Allan Buchanan
- Full name: Allan McMillan Buchanan
- Born: 21 May 1904
- Died: 24 November 1956 (aged 52) Barnet, England
- School: Portora Royal School
- University: Trinity College Dublin

Rugby union career
- Position(s): Prop

International career
- Years: Team / Apps / (Points)
- 1926–27: Ireland / 6 / (0)

= Allan Buchanan (rugby union) =

Rugby union player from Northern Ireland

Allan McMillan Buchanan (21 May 1904 — 24 November 1956) was an Irish international rugby union player.

Raised in Ulster, Buchanan attended Portora Royal School, where he was involved in several sports. He set a long-standing school record for the one mile race during his time there. An Ulster Schools rugby representative, Buchanan continued with rugby at Trinity College and captained Dublin University to the 1927–28 Leinster Senior Cup title.

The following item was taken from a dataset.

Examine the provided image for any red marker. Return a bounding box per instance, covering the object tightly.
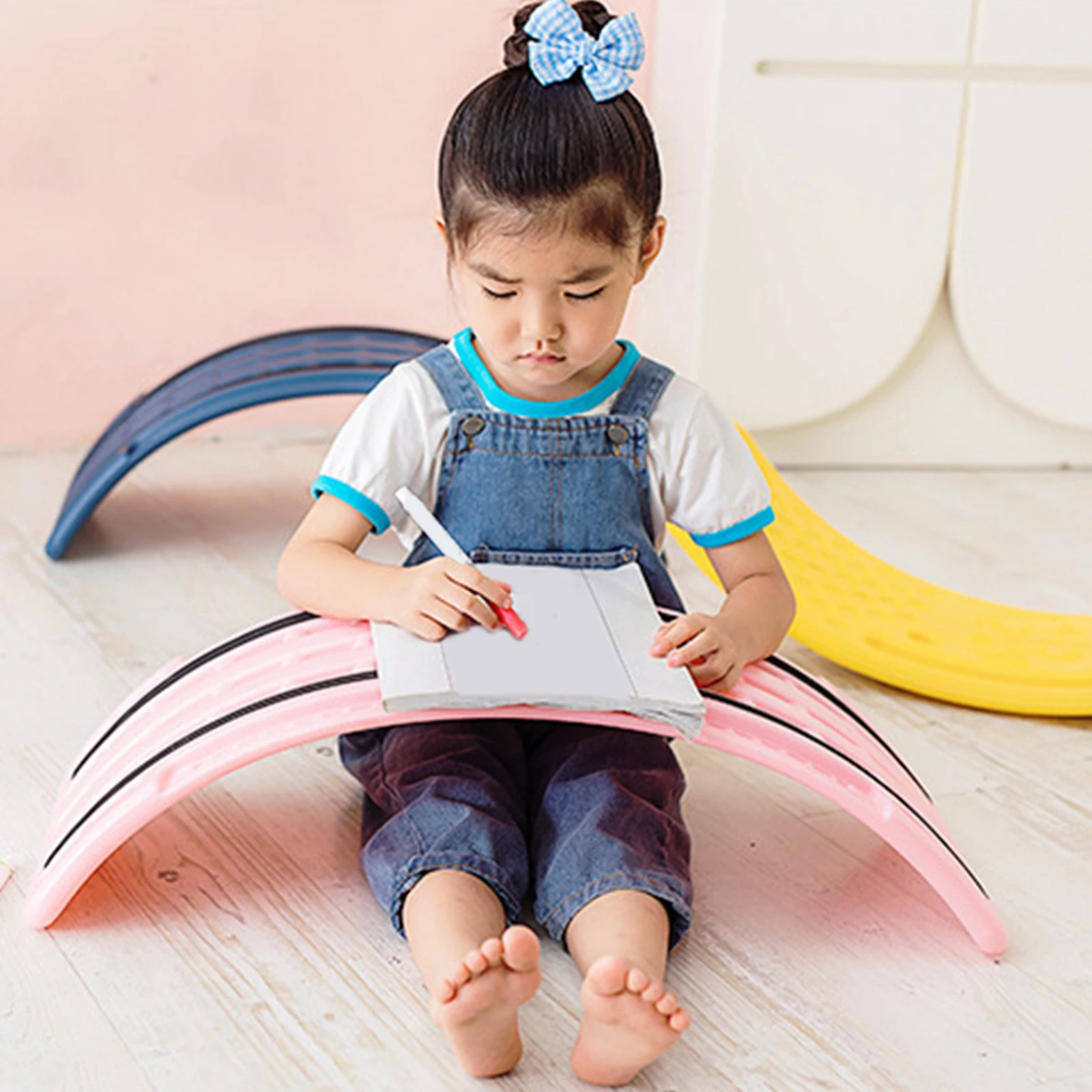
[394,486,528,641]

Buchanan, a front row forward, was capped six times for Ireland across the 1926 and 1927 Five Nations Championships, which they jointly won with Scotland both years, as well as a match against a touring Australian side.

A bursar at The Leys School in Cambridge, Buchanan was killed in a car accident in 1956 while on his way home from watching a rugby match at Twickenham. He was 52 years of age.